H) HYPOTENSIVE EPISODE

1) SUMMARY

a) Infuse 10 to 20 milliliters/kilogram of isotonic fluid and keep the patient supine. If hypotension persists, administer dopamine or norepinephrine. Consider central venous pressure monitoring to guide further fluid therapy.

2) DOPAMINE

a) DOSE: Begin at 5 micrograms per kilogram per minute progressing in 5 micrograms per kilogram per minute increments as needed (Prod Info dopamine hcl, 5% dextrose IV injection, 2004). If hypotension persists, dopamine may need to be discontinued and a more potent vasoconstrictor (eg, norepinephrine) should be considered (Prod Info dopamine hcl, 5% dextrose IV injection, 2004).
b) CAUTION: If ventricular dysrhythmias occur, decrease rate of administration (Prod Info dopamine hcl, 5% dextrose IV injection, 2004). Extravasation may cause local tissue necrosis, administration through a central venous catheter is preferred (Prod Info dopamine hcl, 5% dextrose IV injection, 2004).

3) NOREPINEPHRINE

a) PREPARATION: 4 milligrams (1 amp) added to 1000 milliliters of diluent provides a concentration of 4 micrograms/milliliter of norepinephrine base. Norepinephrine bitartrate should be mixed in dextrose solutions (dextrose 5% in water, dextrose 5% in saline) since dextrose-containing solutions protect against excessive oxidation and subsequent potency loss. Administration in saline alone is not recommended (Prod Info norepinephrine bitartrate injection, 2005).
b) DOSE

1) ADULT: Dose range: 0.1 to 0.5 microgram/kilogram/minute (eg, 70 kg adult 7 to 35 mcg/min); titrate to maintain adequate blood pressure (Peberdy et al, 2010).
2) CHILD: Dose range: 0.1 to 2 micrograms/kilogram/minute; titrate to maintain adequate blood pressure (Kleinman et al, 2010).
3) CAUTION: Extravasation may cause local tissue ischemia, administration by central venous catheter is advised (Peberdy et al, 2010).

I) HYPERTENSIVE EPISODE

1) Monitor vital signs regularly. For mild/moderate hypertension without evidence of end organ damage, pharmacologic intervention is generally not necessary. Sedative agents such as benzodiazepines may be helpful in treating hypertension and tachycardia in agitated patients, especially if a sympathomimetic agent is involved in the poisoning.
2) For hypertensive emergencies (severe hypertension with evidence of end organ injury (CNS, cardiac, renal), or emergent need to lower mean arterial pressure 20% to 25% within one hour), sodium nitroprusside is preferred. Nitroglycerin and phentolamine are possible alternatives.
3) SODIUM NITROPRUSSIDE/INDICATIONS

a) Useful for emergent treatment of severe hypertension secondary to poisonings. Sodium nitroprusside has a rapid onset of action, a short duration of action and a half-life of about 2 minutes (Prod Info NITROPRESS(R) injection for IV infusion, 2007) that can allow accurate titration of blood pressure, as the hypertensive effects of drug overdoses are often short lived.

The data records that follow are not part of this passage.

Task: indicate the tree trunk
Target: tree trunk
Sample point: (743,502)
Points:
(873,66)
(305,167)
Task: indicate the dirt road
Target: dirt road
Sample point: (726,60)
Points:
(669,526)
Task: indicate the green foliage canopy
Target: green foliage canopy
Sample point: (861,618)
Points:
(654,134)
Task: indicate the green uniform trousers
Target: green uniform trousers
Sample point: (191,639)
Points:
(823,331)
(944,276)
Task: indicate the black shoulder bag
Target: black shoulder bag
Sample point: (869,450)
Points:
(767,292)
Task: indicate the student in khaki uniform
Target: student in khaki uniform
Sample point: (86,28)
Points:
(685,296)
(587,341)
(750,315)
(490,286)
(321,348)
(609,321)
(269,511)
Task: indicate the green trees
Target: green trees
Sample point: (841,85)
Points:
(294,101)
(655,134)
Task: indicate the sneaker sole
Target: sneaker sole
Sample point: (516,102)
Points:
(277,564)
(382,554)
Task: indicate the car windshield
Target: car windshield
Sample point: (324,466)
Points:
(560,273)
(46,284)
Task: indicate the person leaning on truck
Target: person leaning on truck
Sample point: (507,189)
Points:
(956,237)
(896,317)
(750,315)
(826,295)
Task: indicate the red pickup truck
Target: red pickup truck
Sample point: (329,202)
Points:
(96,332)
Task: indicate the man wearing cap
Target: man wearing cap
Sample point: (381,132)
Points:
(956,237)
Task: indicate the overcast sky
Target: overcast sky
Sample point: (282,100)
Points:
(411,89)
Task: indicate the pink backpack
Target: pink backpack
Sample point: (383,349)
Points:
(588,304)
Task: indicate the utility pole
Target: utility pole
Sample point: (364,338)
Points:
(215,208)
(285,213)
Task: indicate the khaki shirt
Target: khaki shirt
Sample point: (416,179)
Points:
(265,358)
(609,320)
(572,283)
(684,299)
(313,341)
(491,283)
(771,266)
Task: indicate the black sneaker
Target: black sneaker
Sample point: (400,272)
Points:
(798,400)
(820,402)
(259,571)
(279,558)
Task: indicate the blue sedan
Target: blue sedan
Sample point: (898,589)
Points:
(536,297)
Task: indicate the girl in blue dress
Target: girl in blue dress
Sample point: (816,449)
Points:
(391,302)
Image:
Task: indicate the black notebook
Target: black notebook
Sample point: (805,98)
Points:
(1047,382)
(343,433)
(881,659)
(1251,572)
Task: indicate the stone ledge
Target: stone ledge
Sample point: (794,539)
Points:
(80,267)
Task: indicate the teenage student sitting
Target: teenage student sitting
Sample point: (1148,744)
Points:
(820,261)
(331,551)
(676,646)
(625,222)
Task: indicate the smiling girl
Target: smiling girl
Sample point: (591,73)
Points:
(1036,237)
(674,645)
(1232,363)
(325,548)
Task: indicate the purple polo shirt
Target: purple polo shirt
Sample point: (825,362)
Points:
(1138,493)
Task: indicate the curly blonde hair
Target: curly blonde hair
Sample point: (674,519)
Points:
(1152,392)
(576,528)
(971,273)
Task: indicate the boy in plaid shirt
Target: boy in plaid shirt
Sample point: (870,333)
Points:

4) SODIUM NITROPRUSSIDE/DOSE

a) ADULT: Begin intravenous infusion at 0.1 microgram/kilogram/minute and titrate to desired effect; up to 10 micrograms/kilogram/minute may be required (American Heart Association, 2005). Frequent hemodynamic monitoring and administration by an infusion pump that ensures a precise flow rate is mandatory (Prod Info NITROPRESS(R) injection for IV infusion, 2007). PEDIATRIC: Initial: 0.5 to 1 microgram/kilogram/minute; titrate to effect up to 8 micrograms/kilogram/minute (Kleinman et al, 2010).

5) SODIUM NITROPRUSSIDE/SOLUTION PREPARATION

a) The reconstituted 50 mg solution must be further diluted in 250 to 1000 mL D5W to desired concentration (recommended 50 to 200 mcg/mL) (Prod Info NITROPRESS(R) injection, 2004). Prepare fresh every 24 hours; wrap in aluminum foil. Discard discolored solution (Prod Info NITROPRESS(R) injection for IV infusion, 2007).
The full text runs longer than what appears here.